The same can apply to software as well as hardware. Way back in 2001, someone with pretty incredible foresight had the idea in Australia of building a data warehouse for tourism to act as the single source of truth for all tourism suppliers to interact with all the overlapping levels of DMO (National, State, Regional, City), as a way of both simplifying process and expanding distribution of tourism product. Over that time they’ve entered over 50,000 suppliers into the data set, added in images and created an API for developers building new things that in turn capture new demand streams.
Arguably it has given Australia a huge 2 decade long competitive advantage because when innovators want to build new things, they go there first, because that available feed makes their building process simple.
But it isn’t all beer and skittles. 23 years is a long time. The various State and National tourism boards have spent 10’s of millions of dollars (if not $100’s of millions – no-one really wants to say…) to get to this point. It also continues to take significant budget, when budgets themselves are diminishing. As it is a user generated and coordinator checked model, means the data is not always complete, correct or inspiring for the purposes of tourism marketing. There are lots of duplicates. And operators tend not to be great photographers so the output can also be a bit well, meh. Things also aren’t updated quickly when something closes down. Today it kind of resembles what you might find in a SAP or Oracle product, not what you might find powering Airbnb.
On top of all that, the consumer has moved onto video, thanks to the rise of social media, but the tool has not…
When people ask how will AI impact things in tourism, this is the type of example my mind goes to. If we look at that laundry list of jobs needed to keep ATDW functional, they are mainly small, repetitive, fiddly and manual things being done by (bored, I’m sure) humans. This is exactly the type of thing that AI is good at and therefore opens the opportunity for destinations everywhere to build a modern day data warehouse that is all of: better, faster and cheaper than what exists today.
But how, exactly, could this happen?
A new startup out of Spain, Videreo, is showing exactly how:
- A DMO signs up with Videreo and first ingests all their existing videos which are then analyzed and tagged using AI as to their attributes, to set the groundwork for personalization.
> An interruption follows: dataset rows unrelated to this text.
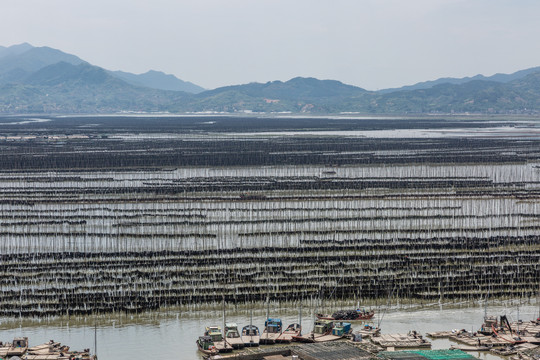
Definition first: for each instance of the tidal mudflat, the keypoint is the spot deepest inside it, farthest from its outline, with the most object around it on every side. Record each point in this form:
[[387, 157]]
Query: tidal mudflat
[[127, 215]]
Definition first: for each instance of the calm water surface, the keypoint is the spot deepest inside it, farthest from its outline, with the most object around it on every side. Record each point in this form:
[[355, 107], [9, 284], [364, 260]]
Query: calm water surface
[[172, 335]]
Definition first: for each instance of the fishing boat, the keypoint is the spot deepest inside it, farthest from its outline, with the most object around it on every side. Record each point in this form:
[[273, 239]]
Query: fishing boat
[[288, 334], [232, 336], [321, 328], [369, 330], [217, 338], [206, 345], [251, 335], [349, 315], [18, 347], [342, 329], [272, 330]]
- these videos are then placed on destination story map which also gives the DMO vertical video display capabilities for their own website & apps. There is instant utility via a UX that consumers now prefer, yet almost no destination websites currently offer
- The DMO is then able to offer to its entire supplier network an invitation to likewise add their best video content to destination map – for FREE. Almost all suppliers now have at least some great video produced for Instagram & TikTok. This provides the DMO with a definitive answer to the perennial question of ”What have you done for me lately?” that is all pervasive in our industry.
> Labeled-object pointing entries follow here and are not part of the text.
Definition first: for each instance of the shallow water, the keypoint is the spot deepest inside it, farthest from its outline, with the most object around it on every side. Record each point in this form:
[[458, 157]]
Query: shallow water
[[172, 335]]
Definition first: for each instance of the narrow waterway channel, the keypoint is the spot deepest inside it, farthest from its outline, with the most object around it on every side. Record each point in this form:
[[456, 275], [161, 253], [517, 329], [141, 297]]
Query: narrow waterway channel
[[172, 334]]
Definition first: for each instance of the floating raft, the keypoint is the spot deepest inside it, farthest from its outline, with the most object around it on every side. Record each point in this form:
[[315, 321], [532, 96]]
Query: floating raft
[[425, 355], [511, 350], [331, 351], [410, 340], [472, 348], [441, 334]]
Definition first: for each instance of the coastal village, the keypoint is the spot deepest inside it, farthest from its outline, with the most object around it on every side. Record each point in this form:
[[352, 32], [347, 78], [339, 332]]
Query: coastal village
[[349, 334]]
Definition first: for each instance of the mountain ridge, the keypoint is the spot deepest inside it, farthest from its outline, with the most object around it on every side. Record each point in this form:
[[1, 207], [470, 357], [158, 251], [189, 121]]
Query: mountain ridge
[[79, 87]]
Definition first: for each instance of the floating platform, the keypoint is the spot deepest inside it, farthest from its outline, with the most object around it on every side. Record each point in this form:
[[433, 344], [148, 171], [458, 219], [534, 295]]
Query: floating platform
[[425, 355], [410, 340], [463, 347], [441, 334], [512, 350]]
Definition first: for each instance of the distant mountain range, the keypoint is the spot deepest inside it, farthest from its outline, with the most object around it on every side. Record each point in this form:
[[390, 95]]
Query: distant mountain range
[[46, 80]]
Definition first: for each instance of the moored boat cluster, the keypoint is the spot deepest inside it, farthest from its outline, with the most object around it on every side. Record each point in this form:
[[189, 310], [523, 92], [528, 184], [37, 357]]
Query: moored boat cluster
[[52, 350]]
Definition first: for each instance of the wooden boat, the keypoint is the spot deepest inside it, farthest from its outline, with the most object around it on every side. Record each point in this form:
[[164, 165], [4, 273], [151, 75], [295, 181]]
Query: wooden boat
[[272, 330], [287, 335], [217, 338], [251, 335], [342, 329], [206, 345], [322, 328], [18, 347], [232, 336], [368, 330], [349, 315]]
- The supplier also gets their own Business Show Reel to display a vertical video feed on their own site – as a gift from their DMO.
- All these videos are likewise instantaneously tagged also, solving the personalization problem on the supply side at scale
- The DMO now has a comprehensive supplier map that can be literally consumed in a glance, but also available as a usable database for other purposes.
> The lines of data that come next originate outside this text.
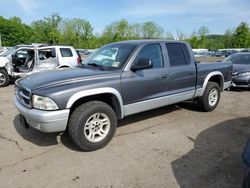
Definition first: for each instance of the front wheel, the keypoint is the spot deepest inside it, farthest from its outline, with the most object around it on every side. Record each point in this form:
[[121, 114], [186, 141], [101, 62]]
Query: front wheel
[[4, 78], [92, 125], [210, 98]]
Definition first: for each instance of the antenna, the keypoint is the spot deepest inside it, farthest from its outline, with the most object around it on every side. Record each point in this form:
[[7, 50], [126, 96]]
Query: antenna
[[0, 40]]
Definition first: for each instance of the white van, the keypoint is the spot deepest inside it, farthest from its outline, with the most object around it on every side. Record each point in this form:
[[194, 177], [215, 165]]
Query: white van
[[23, 60]]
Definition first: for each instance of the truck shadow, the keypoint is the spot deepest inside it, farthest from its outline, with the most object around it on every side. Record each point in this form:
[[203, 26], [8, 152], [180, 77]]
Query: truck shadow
[[48, 139], [215, 160]]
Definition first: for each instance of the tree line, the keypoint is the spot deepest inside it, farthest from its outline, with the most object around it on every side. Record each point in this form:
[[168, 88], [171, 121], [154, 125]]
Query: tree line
[[80, 33]]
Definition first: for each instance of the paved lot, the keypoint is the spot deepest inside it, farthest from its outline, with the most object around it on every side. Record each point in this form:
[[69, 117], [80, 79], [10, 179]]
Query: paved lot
[[176, 146]]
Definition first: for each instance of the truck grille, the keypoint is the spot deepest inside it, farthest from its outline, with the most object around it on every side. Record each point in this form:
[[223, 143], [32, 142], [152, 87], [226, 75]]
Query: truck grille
[[23, 95]]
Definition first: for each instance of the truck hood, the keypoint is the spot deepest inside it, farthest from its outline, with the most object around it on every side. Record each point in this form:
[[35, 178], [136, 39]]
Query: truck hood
[[237, 68], [60, 77]]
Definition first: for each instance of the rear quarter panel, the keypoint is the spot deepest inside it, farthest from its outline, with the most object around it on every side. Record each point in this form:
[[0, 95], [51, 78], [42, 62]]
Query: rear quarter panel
[[203, 69]]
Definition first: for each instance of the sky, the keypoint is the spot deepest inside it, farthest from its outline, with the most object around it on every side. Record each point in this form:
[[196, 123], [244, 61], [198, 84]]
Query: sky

- The total feed from all destinations creates a Global Story Map which is then available for developers everywhere as an API feed for them to build new consumer products and apps and drive new traffic back to the suppliers. With a greater range of destinations, this becomes the go to tool from which to build new innovations on top of.
- The entire feed can also be used to train LLM’s and connect the personalization wishes of the consumer, directly to the best supplier who can fulfill those wishes and put them directly in touch with one another. The DMO therefore creates a commission free pathway between consumer and supplier, the dream outcome for our suppliers.
The result is a relatively quick pathway to creating the right data connections, utilizing the already existing but otherwise redundant assets of videos created for social to create something both new and incredibly valuable right through the entire ecosystem – and all for pennies in the dollar compared to the Australian experience with ATDW.
You see a lot of posts these days saying something like: “I typed XTZ into ChatGPT and got a terrible answer.” The inference is that AI is useless. Meanwhile businesses like Videreo are looking at the capabilities of what AI can do and matching it to solve entrenched problems, give old assets new life and unlock new & thoroughly transformative possibilities, as spelled out by the EY report.